Dr. Mongiu is a board-certified general surgeon and fellowship trained Colon & Rectal surgeon (board certification underway) at Maimonides Medical Center in New York.  She received her MD & PhD (in Cell & Molecular Biology) from Northwestern University. She went on to complete her general surgery training at Brigham & Women’s Hospital in Boston and her fellowship in Colon & Rectal Surgery at the University of Louisville.  Her clinical interests are focused on colorectal oncology and the surgical management of IBD and pelvic floor disorders. Her research interests focus on robotic surgery education in general surgery residency and the role of the microbiome in combined pelvic floor disorders.  She and her husband David live in New York City with their rather personable Weimaraner named Rashi. You can find her on twitter at @akmongiu

Our blog is a forum for our members to speak, and as such, statements made here represent the opinions of the author and are not necessarily the opinion of the Association of Women Surgeons.

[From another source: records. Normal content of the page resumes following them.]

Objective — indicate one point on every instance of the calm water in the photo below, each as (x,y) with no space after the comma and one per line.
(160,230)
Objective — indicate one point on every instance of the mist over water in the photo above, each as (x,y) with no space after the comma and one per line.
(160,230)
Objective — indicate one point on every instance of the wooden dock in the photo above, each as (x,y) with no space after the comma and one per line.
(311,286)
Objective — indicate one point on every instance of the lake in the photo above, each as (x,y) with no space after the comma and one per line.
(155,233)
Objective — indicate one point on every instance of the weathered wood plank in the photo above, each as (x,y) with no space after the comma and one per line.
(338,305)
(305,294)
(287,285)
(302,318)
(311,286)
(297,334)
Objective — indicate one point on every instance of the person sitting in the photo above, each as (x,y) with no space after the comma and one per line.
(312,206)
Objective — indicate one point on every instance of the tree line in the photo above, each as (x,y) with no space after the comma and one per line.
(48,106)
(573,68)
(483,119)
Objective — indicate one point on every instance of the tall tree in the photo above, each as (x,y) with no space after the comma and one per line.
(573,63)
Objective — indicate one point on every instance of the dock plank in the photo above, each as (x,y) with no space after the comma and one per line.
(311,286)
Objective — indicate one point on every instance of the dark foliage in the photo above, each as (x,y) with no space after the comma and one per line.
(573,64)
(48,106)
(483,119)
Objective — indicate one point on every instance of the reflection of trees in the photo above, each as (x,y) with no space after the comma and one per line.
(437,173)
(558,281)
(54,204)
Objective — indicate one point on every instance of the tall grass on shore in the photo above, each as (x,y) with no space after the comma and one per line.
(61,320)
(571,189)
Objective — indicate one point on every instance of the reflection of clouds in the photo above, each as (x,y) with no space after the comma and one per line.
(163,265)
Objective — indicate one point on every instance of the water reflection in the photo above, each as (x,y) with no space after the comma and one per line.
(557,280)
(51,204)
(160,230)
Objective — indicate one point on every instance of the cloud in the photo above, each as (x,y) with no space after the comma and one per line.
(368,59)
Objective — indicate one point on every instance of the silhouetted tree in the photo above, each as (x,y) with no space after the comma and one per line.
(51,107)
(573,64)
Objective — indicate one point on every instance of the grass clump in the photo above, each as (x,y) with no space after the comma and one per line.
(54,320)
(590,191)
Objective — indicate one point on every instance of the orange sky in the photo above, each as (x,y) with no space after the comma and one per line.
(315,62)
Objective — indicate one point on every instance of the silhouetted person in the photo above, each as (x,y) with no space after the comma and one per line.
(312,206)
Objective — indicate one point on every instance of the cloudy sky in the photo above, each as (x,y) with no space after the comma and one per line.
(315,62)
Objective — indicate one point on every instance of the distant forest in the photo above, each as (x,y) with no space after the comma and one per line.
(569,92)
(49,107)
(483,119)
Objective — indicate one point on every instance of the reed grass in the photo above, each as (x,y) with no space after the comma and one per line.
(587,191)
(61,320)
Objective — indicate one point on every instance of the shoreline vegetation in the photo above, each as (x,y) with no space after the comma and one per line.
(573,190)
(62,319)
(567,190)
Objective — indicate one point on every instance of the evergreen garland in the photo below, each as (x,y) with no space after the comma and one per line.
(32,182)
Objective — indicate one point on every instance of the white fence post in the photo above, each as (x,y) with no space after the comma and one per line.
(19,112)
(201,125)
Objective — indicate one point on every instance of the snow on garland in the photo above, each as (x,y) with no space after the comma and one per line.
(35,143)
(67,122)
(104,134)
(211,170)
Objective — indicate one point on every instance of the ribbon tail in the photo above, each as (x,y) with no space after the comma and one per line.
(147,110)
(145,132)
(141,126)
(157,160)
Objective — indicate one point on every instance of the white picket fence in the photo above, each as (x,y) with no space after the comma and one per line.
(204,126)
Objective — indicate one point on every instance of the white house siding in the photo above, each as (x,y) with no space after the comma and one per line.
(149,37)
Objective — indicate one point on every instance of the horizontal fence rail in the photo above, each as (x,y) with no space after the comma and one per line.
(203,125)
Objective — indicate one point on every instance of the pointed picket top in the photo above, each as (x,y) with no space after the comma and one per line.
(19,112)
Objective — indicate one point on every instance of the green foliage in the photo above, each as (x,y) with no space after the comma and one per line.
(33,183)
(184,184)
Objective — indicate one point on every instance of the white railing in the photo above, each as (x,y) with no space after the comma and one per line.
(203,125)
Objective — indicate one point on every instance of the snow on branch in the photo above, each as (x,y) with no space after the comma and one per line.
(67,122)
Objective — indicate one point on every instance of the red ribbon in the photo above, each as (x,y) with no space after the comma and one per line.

3 Replies to “Fail Better”

  1. Absolutely need more of these types of editorials in the mainstream to teach todays youth…keep trying. Thank you.

  2. Thanks for sharing this and reminding us all that from start to finish our experience in life is in phases and layers and “fail better” is a message that should be shouted from the mountain tops. Thank you for sharing your personal very inspiring story. Perspective.